Tarihin önemli bir dönemecindeyiz. Korkunç bir darbe teşebbüsü atlattık. Ordunun içine çöreklenmiş bir terör cuntası sırf kendi grup menfaatlerini korumak adına tüm ülkeyi ateşe vermeye kalktı. Uzun yıllardır devletin tüm hatlarına sızdılar. En kilit noktalarını ele geçirmek istediler. Sızdıkça daha da açgözlü oldular. Durmak bilmez bir hırsla MİT'i, Emniyeti, orduyu, mahkemeleri hedeflediler. Cumhurbaşkanı'na, devlete ve milletin ta kendisine saldırdılar. Yıllardır bu devletin ana mekanizmalarını çökertmeye çalışıyorlardı. Bu üçüncü darbe teşebbüsleri oldu. Devlet ve hükümet bu örgütle zaten yıllardır mücadele halindeydi. Temizleneceklerini anladıklarında son kez şanslarını denemek istediler. Bir kumar oynadılar. Cumhurbaşkanı ve hükümeti devirerek ülke yönetimine el koyacaklardı. Olmadı iç savaş çıkaracak ve böylece kendilerine güvenli bir alan yaratacaklardı. Olmadı kendileri batıyorsa ülkeyi de batıracaklardı. Fakat ne Cumhurbaşkanı ne hükümet ne de millet buna pabuç bıraktı.
Bugün darbe teşebbüsünün ardından baktığımızda görüyoruz ki oldukça büyük bir tehlike atlattık. Konuyla ilgili birçok değerlendirme yapılacaktır.

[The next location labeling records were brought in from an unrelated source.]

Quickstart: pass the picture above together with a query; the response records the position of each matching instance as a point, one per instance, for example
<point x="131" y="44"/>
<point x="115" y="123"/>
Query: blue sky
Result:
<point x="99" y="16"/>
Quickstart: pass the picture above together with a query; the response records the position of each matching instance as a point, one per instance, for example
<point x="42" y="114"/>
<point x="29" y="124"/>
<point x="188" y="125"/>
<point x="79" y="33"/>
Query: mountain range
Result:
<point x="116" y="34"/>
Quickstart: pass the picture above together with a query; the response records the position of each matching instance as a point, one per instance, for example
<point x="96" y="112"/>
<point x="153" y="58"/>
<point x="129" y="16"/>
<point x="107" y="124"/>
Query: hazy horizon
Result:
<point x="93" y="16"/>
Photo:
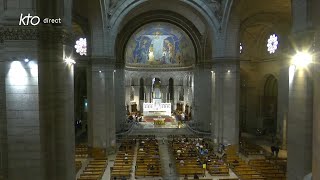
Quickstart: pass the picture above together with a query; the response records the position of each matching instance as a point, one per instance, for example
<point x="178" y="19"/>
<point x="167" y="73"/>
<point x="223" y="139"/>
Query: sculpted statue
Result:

Zaman içinde bu saldırının ayrıntıları da ortaya çıkacaktır. Fakat şimdilik bildiğimiz kadarıyla hükmedecek olursak önümüzdeki dönem için iki temel ders çıkarmak mümkün. Birincisi, millet iradesine yönelik bir cuntacı teşebbüs her zaman ve her yerde mevcut. İkincisi, bu cunta teşebbüsünü engellemek de mümkün. Görüldüğü gibi Türkiye'de herhangi bir siyasal istikrarsızlık bulunmadığı veya herhangi bir toplumsal zemin olmadığı halde bir grup cuntacı böyle bir darbeye yeltenme çılgınlığına girebilir. Çılgınca ama maalesef bu tür çılgınlar her zaman bulunabilir. Bu nedenle bu ihtimali hiç akıldan çıkarmamak gerek. Fakat yine görüldüğü gibi devleti yönetenler sağlam durduğu müddetçe halk ve darbe karşıtı güvenlik güçleri bir şekilde bu darbeyi engelleyebiliyor. Özellikle Cumhurbaşkanı'nın yaptığı açıklamaların ardından millet darbe karşıtı güvenlik güçleriyle beraber iradesine sahip çıktı.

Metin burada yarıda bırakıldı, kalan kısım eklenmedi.